The U.S. Chamber has released its eighth annual International IP Index as intellectual property takes center stage in major trade talks.
The 2020 U.S. Chamber International IP Index creates a template for economies that aspire to become 21st century, knowledge-based economies through more effective IP protection.
The Index maps the IP ecosystem in 53 global economies, representing over 90% of global GDP and evaluates the IP framework in each economy across 50 unique indicators which industry believes represent economies with the most effective IP systems. The indicators create a snapshot of an economies overall IP ecosystem and span nine categories of protection: patents, copyrights, trademarks, design rights, trade secrets, commercialization of IP assets, enforcement, systemic effciency, and membership and ratification of international treaties.

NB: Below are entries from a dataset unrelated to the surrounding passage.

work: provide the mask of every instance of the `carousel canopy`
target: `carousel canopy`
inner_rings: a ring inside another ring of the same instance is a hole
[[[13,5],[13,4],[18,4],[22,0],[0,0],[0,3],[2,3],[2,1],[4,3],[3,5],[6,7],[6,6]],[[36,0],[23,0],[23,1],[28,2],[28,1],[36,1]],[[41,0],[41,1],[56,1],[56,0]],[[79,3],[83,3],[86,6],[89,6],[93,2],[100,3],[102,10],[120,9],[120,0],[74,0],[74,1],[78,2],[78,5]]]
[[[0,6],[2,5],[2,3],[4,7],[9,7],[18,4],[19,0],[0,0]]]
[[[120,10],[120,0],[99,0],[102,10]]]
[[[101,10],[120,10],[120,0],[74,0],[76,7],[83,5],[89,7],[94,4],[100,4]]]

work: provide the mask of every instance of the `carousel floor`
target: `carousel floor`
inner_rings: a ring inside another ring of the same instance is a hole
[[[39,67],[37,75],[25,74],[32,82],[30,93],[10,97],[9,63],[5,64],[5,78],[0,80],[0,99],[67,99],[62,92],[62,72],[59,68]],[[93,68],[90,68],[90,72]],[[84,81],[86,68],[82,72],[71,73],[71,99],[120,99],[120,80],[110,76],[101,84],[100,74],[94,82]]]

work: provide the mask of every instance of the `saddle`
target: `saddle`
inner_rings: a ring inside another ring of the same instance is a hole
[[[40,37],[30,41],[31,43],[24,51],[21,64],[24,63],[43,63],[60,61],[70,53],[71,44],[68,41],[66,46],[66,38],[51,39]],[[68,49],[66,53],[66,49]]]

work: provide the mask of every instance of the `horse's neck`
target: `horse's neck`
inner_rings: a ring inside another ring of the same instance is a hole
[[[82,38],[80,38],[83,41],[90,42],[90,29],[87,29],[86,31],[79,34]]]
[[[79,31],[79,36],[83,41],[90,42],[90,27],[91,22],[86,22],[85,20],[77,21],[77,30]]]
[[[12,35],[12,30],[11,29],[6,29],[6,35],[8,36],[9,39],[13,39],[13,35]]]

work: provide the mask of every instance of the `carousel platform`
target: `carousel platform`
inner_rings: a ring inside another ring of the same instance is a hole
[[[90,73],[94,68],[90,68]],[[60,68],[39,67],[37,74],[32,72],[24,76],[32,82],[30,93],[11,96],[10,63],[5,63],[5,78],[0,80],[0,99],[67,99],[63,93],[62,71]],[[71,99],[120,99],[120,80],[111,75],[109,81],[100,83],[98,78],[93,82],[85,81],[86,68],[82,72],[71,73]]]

IP remained at the crux of the China trade dispute. The United States and China signed a Phase One trade agreement on January 15, 2020. The Phase Two agreement is expected to focus on IP reforms and will create an opportunity to continue to improve IP protection globally.
Recent free trade agreements (FTAs) have failed to strengthen global IP standards, and future agreements must do more to raise the bar for IP protection.
Developed and developing economies alike are undermining biopharmaceutical innovation, which reduces access to life-saving medicines and technologies and is the wrong approach to address health care costs.
Several emerging markets made progresstowards implementing a range of pro-IP measures in order to attract investment, though challenges remain.